I brought my instax along and very much enjoyed all my consistently crappy shots. It's like a skill to do this that badly. If it wasn't over exposed it was under exposed and some of the time they just came out black. Fun.

Seagull Story Time: On the walk over to meet the boys at the beach, my mom + I picked up a few cookies from the local coffee shop. Once we got settled, here comes this turkey, waltzing right up like he was going to be cute, before sneakily grabbing the cookies from my bag in his beak--the whole stack of them!-- and then flying off over the water AS IF he even knew what to do with those things once he got inside the saran wrap. I sprinted after him with my arms waving, all, "oh no you don't!" until he dropped the suckers + flew off + I realized the entire beach was staring at me.

But the cookies were worth it. 


Oh come onnnnnnn.

I want to be this guy when I grow up. 

And I want to live in that shack.

And I want to kiss that grouchface on the cheek.

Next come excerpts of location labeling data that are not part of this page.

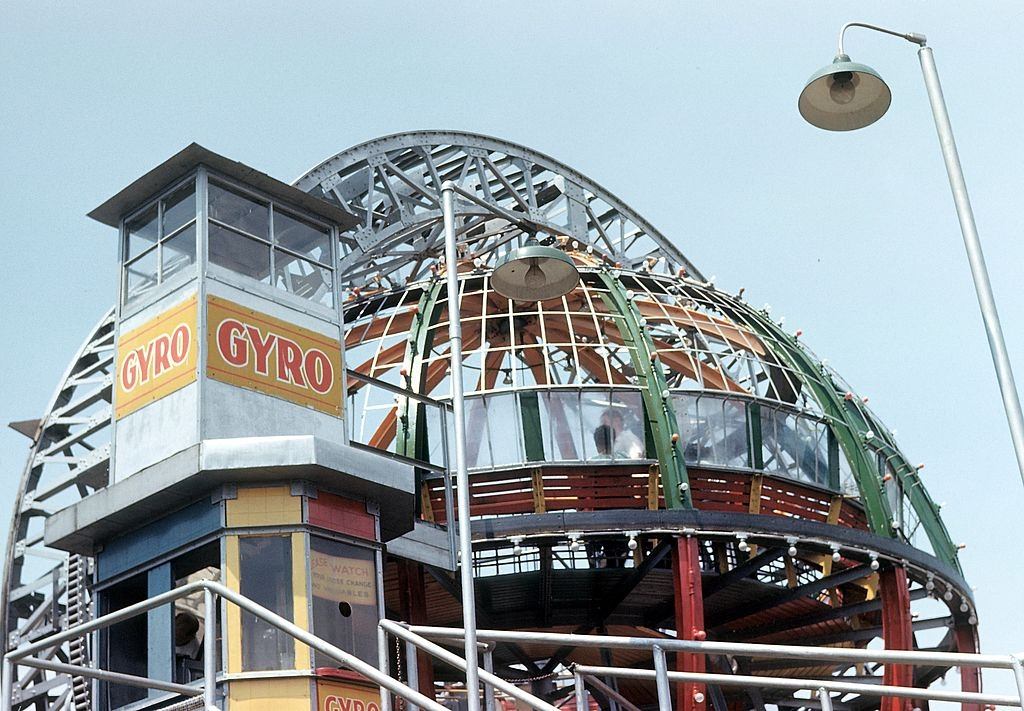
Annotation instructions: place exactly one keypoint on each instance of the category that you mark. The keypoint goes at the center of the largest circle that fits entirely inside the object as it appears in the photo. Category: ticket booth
(230, 460)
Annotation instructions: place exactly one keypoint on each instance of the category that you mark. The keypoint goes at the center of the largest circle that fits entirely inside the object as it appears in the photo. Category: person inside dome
(603, 437)
(625, 443)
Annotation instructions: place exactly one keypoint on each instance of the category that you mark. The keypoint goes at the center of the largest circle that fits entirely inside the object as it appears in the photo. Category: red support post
(897, 632)
(689, 620)
(412, 598)
(967, 642)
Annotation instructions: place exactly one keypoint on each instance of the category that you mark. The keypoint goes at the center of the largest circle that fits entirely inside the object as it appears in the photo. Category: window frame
(132, 303)
(271, 290)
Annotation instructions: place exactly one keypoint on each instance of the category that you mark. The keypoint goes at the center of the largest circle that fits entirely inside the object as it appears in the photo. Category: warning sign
(343, 580)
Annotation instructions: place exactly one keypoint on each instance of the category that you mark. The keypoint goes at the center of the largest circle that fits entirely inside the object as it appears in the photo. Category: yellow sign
(259, 352)
(342, 580)
(337, 696)
(156, 359)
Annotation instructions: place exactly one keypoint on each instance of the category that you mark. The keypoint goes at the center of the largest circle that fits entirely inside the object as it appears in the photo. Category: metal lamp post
(530, 273)
(845, 96)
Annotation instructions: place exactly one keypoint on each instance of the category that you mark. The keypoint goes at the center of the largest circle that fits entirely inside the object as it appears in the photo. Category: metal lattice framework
(643, 332)
(46, 590)
(392, 186)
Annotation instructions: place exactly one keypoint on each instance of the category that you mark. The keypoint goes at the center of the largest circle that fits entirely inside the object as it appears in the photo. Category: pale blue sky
(686, 111)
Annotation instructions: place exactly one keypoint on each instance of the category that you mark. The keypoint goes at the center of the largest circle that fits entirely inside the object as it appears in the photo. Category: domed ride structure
(648, 455)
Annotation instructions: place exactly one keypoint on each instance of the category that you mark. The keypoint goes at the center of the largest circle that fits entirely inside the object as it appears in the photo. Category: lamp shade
(535, 273)
(844, 96)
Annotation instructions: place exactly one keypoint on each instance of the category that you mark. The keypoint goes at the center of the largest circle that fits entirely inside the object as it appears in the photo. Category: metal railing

All this gorgeous scenery gave me such a jonesing for a trip up to Prince Edward Island. Wouldn't an Anne of Green Gables pilgrimage be the only thing that could improve upon this view? I sincerely think that is going to have to happen. 


This water was frigid.

But we enjoyed it anyway.

Gross! ;)

We all got fully soaked + sandy + salty. It was absolutely perfect.


Too busy seeing the lighthouses to remember to see the actual city? Good work, us.

Brandon was up before the crack every morning to investigate the lighthouses + capture these ridiculous photos of the day's first sun. 

We rational people had our explorer take us to his favorite spots a few hours later :). Sunrise appreciators, us Lovins. Not partakers. 


The End.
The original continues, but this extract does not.